The poll by YouGov and analysis by Citizens Advice Scotland shows an estimated 460,311 people have cut back on petcare in the past year.
The research finds one in ten adults are reducing their spending on dog grooming and vet appointments.
Emma Jackson, CAS Social Justice spokesperson, said: “People are having to cut back on spending because of rising energy bills and the wider cost-of-living crisis, and that might mean less care for household pets.
“For many, particularly pensioners or people living alone, their dog or cat is their best friend and a source of comfort against loneliness and isolation. Cutting back on vet appointments or grooming to keep them clean and healthy could be a really distressing decision for people.”
Gilly Mendes Ferreira, Director of Innovation and Strategic Relations at the Scottish Society for the Prevention of Cruelty to Animals (SSPCA), added: “The cost-of-living squeeze is impacting animals as well as people and the Scottish SPCA is seeing first-hand how that squeeze, combined with rising vet bills, is making it harder for people to care for their pets.

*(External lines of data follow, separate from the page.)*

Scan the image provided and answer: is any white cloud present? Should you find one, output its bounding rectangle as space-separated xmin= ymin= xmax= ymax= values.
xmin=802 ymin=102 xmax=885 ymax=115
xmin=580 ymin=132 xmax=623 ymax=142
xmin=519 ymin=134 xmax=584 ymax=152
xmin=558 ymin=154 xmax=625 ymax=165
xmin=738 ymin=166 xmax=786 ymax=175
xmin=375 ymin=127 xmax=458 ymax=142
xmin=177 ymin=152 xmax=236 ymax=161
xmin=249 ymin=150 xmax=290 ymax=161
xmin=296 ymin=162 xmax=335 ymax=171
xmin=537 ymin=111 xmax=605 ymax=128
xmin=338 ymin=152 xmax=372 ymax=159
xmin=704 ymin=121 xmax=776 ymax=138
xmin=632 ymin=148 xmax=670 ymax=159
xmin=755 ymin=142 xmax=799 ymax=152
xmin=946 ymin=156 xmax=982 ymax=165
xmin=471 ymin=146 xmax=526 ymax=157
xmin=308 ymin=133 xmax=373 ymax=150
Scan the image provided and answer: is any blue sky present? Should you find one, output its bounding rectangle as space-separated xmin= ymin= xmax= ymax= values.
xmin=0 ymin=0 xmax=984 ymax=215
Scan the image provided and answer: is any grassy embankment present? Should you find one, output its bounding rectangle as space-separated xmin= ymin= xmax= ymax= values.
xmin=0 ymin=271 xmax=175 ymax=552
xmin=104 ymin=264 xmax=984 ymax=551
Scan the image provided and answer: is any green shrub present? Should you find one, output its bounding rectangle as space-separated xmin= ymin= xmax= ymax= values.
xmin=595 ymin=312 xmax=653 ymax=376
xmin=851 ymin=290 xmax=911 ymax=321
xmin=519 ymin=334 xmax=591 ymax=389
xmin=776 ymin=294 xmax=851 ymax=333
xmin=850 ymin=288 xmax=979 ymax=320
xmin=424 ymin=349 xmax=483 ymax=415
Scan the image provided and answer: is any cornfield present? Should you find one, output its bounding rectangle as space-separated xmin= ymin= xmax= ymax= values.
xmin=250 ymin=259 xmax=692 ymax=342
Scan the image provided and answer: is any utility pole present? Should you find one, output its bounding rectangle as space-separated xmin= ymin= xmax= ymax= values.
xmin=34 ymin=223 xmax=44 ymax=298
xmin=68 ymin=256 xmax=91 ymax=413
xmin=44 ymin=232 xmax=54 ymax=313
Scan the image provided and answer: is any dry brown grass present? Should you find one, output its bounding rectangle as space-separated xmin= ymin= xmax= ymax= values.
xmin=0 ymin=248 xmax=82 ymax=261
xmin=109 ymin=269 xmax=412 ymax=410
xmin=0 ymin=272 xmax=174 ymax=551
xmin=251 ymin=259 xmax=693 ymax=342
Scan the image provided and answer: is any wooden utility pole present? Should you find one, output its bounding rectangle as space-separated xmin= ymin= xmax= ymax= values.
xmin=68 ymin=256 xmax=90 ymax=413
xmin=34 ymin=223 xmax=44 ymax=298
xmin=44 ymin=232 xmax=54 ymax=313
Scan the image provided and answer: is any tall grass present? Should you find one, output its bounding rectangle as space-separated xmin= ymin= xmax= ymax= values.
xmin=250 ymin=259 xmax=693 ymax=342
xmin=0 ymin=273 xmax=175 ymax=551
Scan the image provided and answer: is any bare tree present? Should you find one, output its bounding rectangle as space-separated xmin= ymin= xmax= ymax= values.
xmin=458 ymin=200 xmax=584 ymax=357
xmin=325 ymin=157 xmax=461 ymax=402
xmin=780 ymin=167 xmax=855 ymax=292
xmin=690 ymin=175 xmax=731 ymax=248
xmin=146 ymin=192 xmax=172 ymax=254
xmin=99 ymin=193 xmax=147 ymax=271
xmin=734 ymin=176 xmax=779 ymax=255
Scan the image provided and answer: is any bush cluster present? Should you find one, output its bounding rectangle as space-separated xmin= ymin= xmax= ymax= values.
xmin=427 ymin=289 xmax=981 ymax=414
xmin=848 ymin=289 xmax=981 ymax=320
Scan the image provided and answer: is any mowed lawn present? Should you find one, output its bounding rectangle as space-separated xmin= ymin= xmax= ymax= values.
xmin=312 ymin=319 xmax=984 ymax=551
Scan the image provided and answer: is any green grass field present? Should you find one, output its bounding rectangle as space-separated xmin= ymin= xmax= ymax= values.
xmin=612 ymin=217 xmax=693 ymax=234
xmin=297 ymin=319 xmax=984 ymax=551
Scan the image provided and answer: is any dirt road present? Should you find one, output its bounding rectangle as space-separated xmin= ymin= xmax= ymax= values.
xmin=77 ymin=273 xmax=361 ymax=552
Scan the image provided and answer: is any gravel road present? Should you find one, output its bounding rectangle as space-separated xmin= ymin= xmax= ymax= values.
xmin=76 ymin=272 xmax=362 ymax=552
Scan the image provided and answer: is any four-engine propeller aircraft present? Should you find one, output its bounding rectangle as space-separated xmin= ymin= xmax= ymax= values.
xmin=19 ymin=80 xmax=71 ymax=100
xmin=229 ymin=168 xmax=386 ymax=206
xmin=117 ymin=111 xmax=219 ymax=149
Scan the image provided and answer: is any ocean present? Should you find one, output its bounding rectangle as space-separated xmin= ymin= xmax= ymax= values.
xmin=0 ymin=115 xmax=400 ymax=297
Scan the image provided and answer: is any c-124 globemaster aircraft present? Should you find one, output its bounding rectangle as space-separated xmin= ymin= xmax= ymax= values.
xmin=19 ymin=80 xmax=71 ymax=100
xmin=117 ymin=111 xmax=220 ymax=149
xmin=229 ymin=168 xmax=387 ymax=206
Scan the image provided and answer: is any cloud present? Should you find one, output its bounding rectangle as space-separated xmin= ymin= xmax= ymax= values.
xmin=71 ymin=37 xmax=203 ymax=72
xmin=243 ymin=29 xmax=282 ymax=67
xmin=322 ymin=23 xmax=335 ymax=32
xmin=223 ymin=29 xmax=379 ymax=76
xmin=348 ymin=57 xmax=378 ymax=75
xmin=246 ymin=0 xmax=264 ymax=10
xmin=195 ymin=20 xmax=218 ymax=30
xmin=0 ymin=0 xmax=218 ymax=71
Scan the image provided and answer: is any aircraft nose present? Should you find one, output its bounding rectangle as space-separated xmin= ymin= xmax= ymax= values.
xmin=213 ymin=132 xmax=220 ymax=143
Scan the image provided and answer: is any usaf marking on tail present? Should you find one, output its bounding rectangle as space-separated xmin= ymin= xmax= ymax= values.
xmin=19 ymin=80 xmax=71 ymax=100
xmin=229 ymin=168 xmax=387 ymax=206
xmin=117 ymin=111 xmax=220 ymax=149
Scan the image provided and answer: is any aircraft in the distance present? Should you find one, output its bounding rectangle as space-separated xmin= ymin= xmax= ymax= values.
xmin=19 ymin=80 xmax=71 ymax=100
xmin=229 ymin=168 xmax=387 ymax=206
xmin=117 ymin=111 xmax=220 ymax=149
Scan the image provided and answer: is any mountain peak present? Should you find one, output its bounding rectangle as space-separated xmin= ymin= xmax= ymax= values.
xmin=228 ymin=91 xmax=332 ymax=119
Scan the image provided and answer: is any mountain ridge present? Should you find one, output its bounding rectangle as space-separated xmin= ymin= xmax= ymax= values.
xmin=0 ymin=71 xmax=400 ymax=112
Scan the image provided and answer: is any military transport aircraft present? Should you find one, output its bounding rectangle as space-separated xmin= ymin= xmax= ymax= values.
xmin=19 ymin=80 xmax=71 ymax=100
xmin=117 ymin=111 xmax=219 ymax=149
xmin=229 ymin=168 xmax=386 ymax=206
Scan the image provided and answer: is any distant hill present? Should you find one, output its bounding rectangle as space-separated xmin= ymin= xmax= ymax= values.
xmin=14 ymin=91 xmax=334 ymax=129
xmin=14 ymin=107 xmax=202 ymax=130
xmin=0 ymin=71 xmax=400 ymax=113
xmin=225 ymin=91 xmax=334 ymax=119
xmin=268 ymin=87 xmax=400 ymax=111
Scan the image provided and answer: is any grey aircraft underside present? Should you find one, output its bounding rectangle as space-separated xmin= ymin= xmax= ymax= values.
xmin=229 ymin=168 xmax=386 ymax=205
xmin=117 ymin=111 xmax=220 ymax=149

“In 2022 calls to give up a pet trebled – that’s now quadrupled. Again often down to affordability of food and veterinary care or access to per-friendly housing.
“People are cutting back on essential care for their pet because of financial issues, and we don’t want that to lead to serious animal welfare issues. With 88% of people reporting that the cost of caring for an animal has gone up, this is a widespread problem.”